Here’s a simple example that takes full advantage of the indexing performance improvements. In this example, I calculate the position of a projectile at regular time steps. I use a formula where the position and velocity at each step depend on the position and velocity of the previous step. I create a table and I assign the positions and velocities to rows of the table using a for-loop. The figure shows the path taken by the projectile in this example.

Here is a function, named projectile, that calculate positions and velocities and then assigns them to a table. (It depends on another function, step, that calculates position and velocity at one time step.) Note that in the for-loop, I use dot notation to access the table variables. Then I use the loop counter to index into the variables (T.x(i), T.y(i), and so on). (I’ve attached the projectile and step functions to the end of this blog post.)

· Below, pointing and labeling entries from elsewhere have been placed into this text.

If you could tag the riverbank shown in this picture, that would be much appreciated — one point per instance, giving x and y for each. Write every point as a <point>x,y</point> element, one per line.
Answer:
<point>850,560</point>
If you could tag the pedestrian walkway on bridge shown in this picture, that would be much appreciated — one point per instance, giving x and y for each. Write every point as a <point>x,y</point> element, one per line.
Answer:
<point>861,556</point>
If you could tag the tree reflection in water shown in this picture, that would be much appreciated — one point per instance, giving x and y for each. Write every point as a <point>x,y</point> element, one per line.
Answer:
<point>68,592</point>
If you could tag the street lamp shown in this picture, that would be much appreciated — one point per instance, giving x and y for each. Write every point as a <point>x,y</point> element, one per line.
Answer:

function T = projectile(v,angle)
% PROJECTILE.M - Function to create table of projectile positions and
% velocities under free fall.
dt = 0.001; % 0.001 seconds
T = table('Size',[30/dt 4],'VariableTypes',["double","double","double","double"],'VariableNames',["x","y","vx","vy"]);

T{1,:} = [0 0 v*cosd(angle) v*sind(angle)];
for i = 2:height(T)
[T.x(i), T.y(i), T.vx(i), T.vy(i)] = step(T.x(i-1), T.y(i-1), T.vx(i-1), T.vy(i-1), dt);
end

end

Let’s call the projectile function with a starting velocity of 50 m/s and an angle of 45 degrees. With this call, the output table has 30,000 rows. I’ll use the head function to display the first five rows.

T = projectile(50,45);
head(T,5)
ans =
5×4 table
x y vx vy
________ ________ ______ ______
0 0 35.355 35.355
0.035355 0.035341 35.355 35.346
0.070711 0.070671 35.355 35.336
0.10607 0.10599 35.355 35.326
0.14142 0.1413 35.355 35.316

Now let’s use tic and toc to estimate the execution time for this function in two different versions of MATLAB: R2019a (before recent improvements) and R2020a.

tic
T = projectile(50,45);
toc

R2019a: 13.06 seconds

R2020a: 7.64 seconds.

(I made both calls on the same machine: a Windows 10, Intel® Xeon® W-2133 @ 3.60 GHz test system.)

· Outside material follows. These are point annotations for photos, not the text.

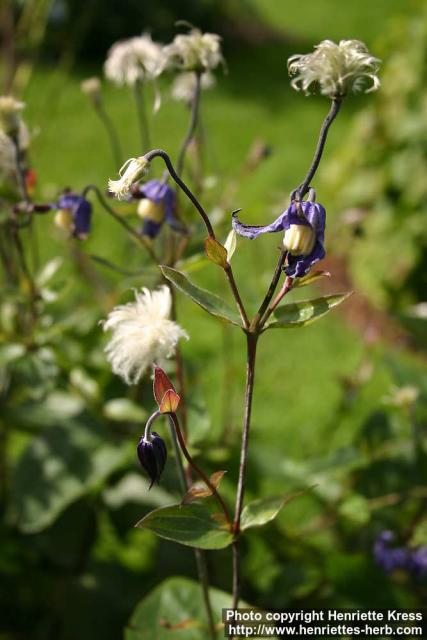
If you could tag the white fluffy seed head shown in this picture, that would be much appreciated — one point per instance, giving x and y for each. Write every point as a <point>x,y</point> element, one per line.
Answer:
<point>335,69</point>
<point>142,334</point>
<point>135,59</point>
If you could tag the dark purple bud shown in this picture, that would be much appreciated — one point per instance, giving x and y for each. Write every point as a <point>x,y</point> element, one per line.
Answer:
<point>418,562</point>
<point>152,455</point>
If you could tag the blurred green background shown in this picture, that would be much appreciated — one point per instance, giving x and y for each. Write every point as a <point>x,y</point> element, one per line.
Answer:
<point>327,408</point>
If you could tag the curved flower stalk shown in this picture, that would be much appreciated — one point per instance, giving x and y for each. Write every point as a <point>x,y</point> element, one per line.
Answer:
<point>142,333</point>
<point>135,60</point>
<point>157,206</point>
<point>304,226</point>
<point>74,214</point>
<point>336,69</point>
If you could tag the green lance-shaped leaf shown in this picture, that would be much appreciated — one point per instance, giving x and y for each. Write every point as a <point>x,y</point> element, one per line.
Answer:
<point>300,314</point>
<point>259,512</point>
<point>175,610</point>
<point>310,278</point>
<point>211,303</point>
<point>193,525</point>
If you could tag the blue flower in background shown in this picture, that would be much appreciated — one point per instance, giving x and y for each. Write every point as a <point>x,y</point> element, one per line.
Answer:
<point>152,455</point>
<point>74,214</point>
<point>304,225</point>
<point>157,206</point>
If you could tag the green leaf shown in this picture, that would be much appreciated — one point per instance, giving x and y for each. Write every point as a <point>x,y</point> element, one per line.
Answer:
<point>216,252</point>
<point>58,467</point>
<point>300,314</point>
<point>205,299</point>
<point>175,611</point>
<point>192,525</point>
<point>259,512</point>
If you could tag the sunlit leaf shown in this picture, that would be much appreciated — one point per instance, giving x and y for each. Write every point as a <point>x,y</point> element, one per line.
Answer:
<point>205,299</point>
<point>59,467</point>
<point>192,525</point>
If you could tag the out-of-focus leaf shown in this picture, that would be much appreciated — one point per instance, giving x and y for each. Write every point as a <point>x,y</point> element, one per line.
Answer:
<point>175,611</point>
<point>56,408</point>
<point>124,410</point>
<point>300,314</point>
<point>205,299</point>
<point>192,525</point>
<point>58,467</point>
<point>48,270</point>
<point>231,244</point>
<point>259,512</point>
<point>200,490</point>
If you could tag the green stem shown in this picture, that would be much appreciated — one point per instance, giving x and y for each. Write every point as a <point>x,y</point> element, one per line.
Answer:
<point>251,343</point>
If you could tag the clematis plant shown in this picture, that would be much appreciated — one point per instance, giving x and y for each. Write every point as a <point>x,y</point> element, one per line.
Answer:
<point>337,70</point>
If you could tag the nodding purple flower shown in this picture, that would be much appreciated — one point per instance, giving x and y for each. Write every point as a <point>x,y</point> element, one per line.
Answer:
<point>152,455</point>
<point>304,225</point>
<point>157,206</point>
<point>392,558</point>
<point>74,214</point>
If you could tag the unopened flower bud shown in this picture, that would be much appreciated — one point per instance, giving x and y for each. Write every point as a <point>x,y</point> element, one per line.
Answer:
<point>10,115</point>
<point>92,88</point>
<point>299,240</point>
<point>152,455</point>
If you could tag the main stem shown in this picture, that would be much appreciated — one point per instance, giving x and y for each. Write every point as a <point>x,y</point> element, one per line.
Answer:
<point>112,134</point>
<point>333,112</point>
<point>252,339</point>
<point>202,569</point>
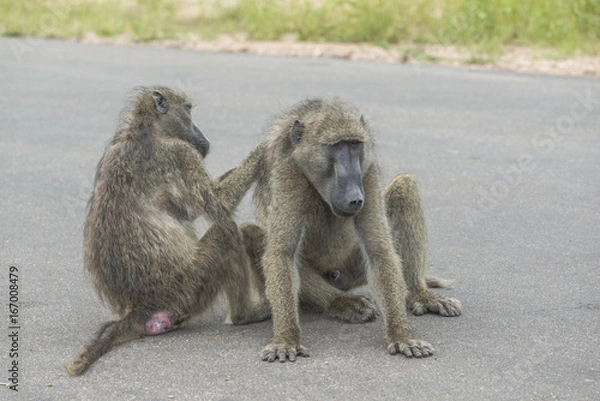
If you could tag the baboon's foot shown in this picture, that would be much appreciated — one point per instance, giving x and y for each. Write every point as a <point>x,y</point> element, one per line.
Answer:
<point>433,303</point>
<point>161,322</point>
<point>260,313</point>
<point>283,352</point>
<point>353,309</point>
<point>411,348</point>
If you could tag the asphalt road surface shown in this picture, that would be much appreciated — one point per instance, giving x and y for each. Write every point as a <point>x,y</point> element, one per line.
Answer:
<point>509,171</point>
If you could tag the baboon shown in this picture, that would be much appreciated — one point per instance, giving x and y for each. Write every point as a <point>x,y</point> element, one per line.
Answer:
<point>326,218</point>
<point>140,245</point>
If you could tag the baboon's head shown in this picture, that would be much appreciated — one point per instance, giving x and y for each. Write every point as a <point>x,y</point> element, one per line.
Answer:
<point>332,149</point>
<point>171,114</point>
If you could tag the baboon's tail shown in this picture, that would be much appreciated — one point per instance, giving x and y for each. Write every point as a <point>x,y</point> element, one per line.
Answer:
<point>436,282</point>
<point>108,335</point>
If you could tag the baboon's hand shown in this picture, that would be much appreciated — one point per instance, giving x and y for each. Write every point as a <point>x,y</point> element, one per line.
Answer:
<point>353,308</point>
<point>283,352</point>
<point>411,348</point>
<point>433,303</point>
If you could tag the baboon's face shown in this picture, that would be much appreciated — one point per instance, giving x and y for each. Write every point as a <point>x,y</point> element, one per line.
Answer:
<point>177,120</point>
<point>335,170</point>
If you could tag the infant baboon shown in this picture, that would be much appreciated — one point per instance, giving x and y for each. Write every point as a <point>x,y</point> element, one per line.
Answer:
<point>140,245</point>
<point>327,219</point>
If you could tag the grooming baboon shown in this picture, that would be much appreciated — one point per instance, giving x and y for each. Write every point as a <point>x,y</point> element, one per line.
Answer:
<point>324,211</point>
<point>140,244</point>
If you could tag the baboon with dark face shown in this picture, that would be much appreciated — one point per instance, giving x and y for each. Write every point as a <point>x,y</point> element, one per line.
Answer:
<point>140,245</point>
<point>324,212</point>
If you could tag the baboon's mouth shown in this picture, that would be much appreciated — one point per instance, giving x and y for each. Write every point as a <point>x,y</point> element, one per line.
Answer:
<point>343,213</point>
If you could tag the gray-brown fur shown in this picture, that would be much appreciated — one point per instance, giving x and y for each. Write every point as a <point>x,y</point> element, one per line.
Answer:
<point>306,238</point>
<point>140,246</point>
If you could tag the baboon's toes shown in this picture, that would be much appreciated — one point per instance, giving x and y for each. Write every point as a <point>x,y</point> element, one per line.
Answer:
<point>411,348</point>
<point>283,352</point>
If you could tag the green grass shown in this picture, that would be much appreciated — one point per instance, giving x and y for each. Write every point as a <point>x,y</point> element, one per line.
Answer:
<point>569,26</point>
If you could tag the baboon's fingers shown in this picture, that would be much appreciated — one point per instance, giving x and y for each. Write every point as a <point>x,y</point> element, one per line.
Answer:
<point>429,302</point>
<point>353,309</point>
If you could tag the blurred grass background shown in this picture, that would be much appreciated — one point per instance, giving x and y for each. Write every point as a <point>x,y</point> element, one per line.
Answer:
<point>571,27</point>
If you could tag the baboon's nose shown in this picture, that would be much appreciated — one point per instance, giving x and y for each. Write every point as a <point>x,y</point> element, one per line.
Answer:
<point>355,205</point>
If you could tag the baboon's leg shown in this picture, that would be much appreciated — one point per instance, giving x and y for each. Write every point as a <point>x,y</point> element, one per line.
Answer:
<point>407,222</point>
<point>241,273</point>
<point>109,335</point>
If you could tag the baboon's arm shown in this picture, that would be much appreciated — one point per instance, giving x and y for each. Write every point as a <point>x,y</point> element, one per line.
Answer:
<point>385,263</point>
<point>284,235</point>
<point>233,185</point>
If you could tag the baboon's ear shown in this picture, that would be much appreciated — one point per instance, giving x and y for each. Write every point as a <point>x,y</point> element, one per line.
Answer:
<point>297,131</point>
<point>160,102</point>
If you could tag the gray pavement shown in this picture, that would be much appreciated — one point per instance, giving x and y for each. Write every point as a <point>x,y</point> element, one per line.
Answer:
<point>509,169</point>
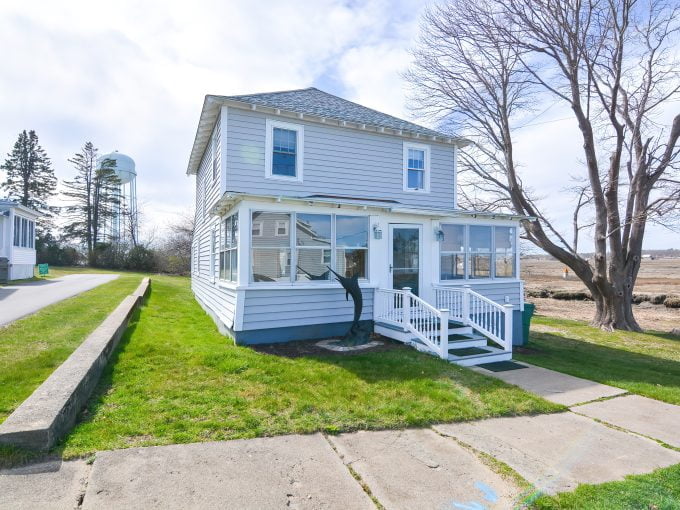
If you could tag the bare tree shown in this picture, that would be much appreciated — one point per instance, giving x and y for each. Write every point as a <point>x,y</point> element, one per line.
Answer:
<point>481,64</point>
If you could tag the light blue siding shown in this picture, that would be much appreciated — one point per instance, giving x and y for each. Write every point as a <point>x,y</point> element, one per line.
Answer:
<point>274,308</point>
<point>337,161</point>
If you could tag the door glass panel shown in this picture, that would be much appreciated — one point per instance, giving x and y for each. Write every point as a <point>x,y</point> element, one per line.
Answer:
<point>406,258</point>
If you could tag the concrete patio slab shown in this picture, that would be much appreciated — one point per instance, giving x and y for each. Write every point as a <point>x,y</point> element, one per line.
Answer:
<point>555,386</point>
<point>643,415</point>
<point>281,472</point>
<point>408,469</point>
<point>556,452</point>
<point>53,485</point>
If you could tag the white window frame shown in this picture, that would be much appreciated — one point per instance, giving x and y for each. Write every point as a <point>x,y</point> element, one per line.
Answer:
<point>269,149</point>
<point>426,170</point>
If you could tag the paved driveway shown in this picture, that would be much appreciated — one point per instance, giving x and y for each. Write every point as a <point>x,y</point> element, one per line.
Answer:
<point>23,299</point>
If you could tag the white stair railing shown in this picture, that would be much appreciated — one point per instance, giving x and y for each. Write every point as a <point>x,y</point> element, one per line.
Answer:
<point>427,323</point>
<point>491,319</point>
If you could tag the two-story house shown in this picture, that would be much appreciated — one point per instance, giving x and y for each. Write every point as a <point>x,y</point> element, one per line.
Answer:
<point>289,184</point>
<point>17,240</point>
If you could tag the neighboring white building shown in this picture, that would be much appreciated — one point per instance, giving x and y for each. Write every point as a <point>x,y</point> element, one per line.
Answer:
<point>17,240</point>
<point>289,184</point>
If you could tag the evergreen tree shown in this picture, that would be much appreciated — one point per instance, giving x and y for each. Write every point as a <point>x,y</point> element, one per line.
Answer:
<point>30,178</point>
<point>93,197</point>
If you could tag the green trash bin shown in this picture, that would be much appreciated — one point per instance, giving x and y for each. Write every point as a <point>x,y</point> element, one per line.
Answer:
<point>527,314</point>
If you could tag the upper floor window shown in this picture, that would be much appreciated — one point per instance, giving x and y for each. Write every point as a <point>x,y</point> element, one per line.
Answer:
<point>24,233</point>
<point>416,167</point>
<point>284,149</point>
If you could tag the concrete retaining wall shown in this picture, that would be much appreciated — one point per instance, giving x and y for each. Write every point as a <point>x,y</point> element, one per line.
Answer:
<point>51,411</point>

This code is about 1.70x times faster in R2020a! And you’ll see performance improvements that are at least this good with very large tables and timetables (millions of rows), and also in categorical and datetime arrays.

Now, note that I wrote this example in such a way as to force use of a for-loop. If you can, the best strategy of all is to vectorize your code for the best performance. “Vectorizing” code pretty much means operating on arrays instead of elements of an array. For example, it’s much more efficient to call z = x + y instead of calling z(i) = x(i) + y(i) in a for-loop.

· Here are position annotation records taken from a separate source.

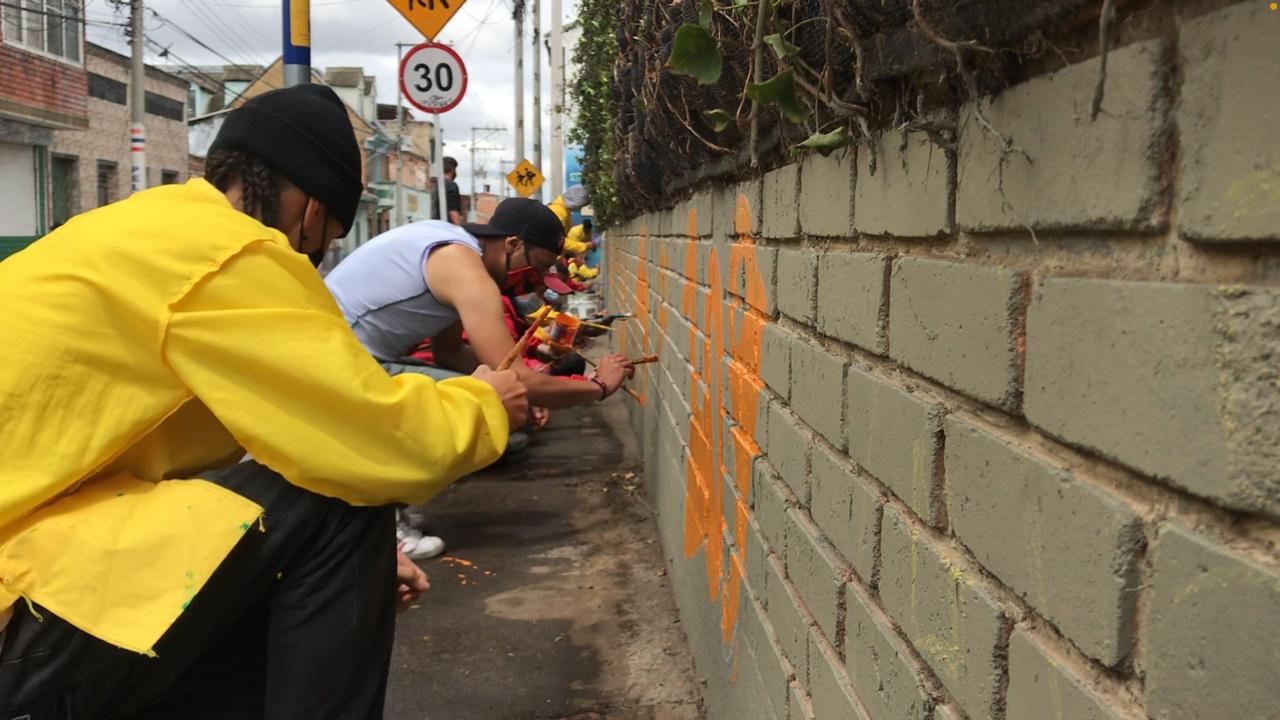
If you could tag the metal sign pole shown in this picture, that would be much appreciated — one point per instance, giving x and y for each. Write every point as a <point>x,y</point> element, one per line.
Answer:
<point>438,168</point>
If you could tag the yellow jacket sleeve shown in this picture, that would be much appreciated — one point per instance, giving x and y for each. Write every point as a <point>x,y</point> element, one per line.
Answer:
<point>261,342</point>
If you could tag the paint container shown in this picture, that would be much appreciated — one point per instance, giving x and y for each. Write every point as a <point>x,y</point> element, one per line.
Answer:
<point>563,329</point>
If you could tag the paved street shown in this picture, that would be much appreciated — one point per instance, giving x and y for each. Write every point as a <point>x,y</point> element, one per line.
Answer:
<point>551,601</point>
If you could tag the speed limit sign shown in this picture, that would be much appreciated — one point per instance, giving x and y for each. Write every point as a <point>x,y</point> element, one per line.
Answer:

But if you have code that you can’t vectorize, because it accesses many other table or array elements — like the code in my example — then the performance improvements for these data types will help your code run faster.

So now we’re good to go, right? Not so fast.

Scripts and try-catch Considered Harmful

All right, harmful is an exaggeration. It’s perfectly fine to put your code in a script, or within a try-catch block, or to work with variables in the workspace. In all these cases, the code I wrote for the projectile function returns the exact same table.

But if that code is in a script or a try-catch block, or if you are interactively working with workspace variables, then there is no performance enhancement. For example, let me rewrite the code as a script, in the file projectile_script.m. Within the script, I assign the same starting velocity and angle as above. (I’ve attached a copy of projectile_script.m to the end of this blog post.)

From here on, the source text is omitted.